Editor: Koko Triarko

Berdasarkan keputusan itulah, pemerintahan melalui instansi terkait melakukan upaya penanggulangan kekeringan dengan memaksimalkan bantuan dropping air bersih. Hingga 22 Juli, BPBD Gunung Kidul mencatat sudah ada sekitar 1.460 tangki air disalurkan ke berbagai wilayah, termasuk bantuan donatur dan juga swasta sebanyak 180 tangki.

Meski begitu, salah seorang warga terdampak kekeringan, Rubiman (40), warga dusun Purworejo, desa Jurang Jero, kecamatan Ngawen, menyebut bantuan dropping air bersih tidak bisa selalu diandalkan warga, dan bukan merupakan solusi jangka panjang untuk mengatasi masalah kekeringan di Gunung Kidul.

Pada puncak musim kemarau tahun lalu, ia mengaku harus bolak-balik mengangkut air yang berjarak sekitar 1 kilometer  dari rumahnya setiap hari. Hal itu karena sumur-sumur dangkal milik warga telah lama mengering, sementara PAM Dusun yang memanfaatkan sumur bor dalam, sudah lama rusak dan tidak berfungsi.

Tidak adanya bantuan dropping air bersih membuatnya harus mengambil air di sebuah sumber mata air yang berlokasi di lain desa. Memakai jerigen yang dimasukkan dalam keronjot (bronjong), sekali angkut Rubiman mengaku hanya mampu membawa air sebanyak 2-3 jerigen dengan mengendarai sepeda motor.

Biasanya, dalam sehari ia harus mengangkut air hingga 3 kali.
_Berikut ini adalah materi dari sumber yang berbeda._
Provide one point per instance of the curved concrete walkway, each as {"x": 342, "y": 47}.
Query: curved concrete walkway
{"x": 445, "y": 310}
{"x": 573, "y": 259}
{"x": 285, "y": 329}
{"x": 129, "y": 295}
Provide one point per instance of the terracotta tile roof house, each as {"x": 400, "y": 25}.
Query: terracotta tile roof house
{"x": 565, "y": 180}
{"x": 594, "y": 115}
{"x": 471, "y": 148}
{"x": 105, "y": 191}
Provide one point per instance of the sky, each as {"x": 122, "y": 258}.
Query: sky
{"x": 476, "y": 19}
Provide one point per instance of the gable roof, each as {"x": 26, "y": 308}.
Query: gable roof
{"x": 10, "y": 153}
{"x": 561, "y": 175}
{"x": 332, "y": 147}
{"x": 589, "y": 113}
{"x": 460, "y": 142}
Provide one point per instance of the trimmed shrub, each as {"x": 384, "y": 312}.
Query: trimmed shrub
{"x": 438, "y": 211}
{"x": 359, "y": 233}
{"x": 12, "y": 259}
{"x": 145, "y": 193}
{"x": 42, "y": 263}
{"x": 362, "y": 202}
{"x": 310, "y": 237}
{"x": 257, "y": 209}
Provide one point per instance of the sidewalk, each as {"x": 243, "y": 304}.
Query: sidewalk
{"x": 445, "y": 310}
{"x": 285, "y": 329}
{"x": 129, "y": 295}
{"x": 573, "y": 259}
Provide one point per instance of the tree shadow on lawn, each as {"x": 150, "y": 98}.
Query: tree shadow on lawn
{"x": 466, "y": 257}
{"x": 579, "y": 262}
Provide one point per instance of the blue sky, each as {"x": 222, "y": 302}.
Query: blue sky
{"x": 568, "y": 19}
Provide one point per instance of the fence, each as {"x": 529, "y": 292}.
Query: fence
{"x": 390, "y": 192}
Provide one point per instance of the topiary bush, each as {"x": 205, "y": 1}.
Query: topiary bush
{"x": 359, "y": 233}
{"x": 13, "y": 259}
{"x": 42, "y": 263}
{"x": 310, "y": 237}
Sehingga dalam sehari, ia bisa mengumpulkan 12 jerigen. Air itu harus ia kumpulkan untuk memenuhi keperluan rumah tangga sehari-hari keluarganya yang berjumlah 7 orang, yang terdiri dari seorang istri, 3 orang anak serta 2 orang tuanya yang telah jompo.

“Kalau menunggu bantuan dropping air bersih jelas tidak akan sempat. Sementara jika harus membeli, harganya cukup mahal. Satu tangki berisi sekitar 5.000 liter, bisa mencapai Rp150-200.000,” katanya.

Lihat juga...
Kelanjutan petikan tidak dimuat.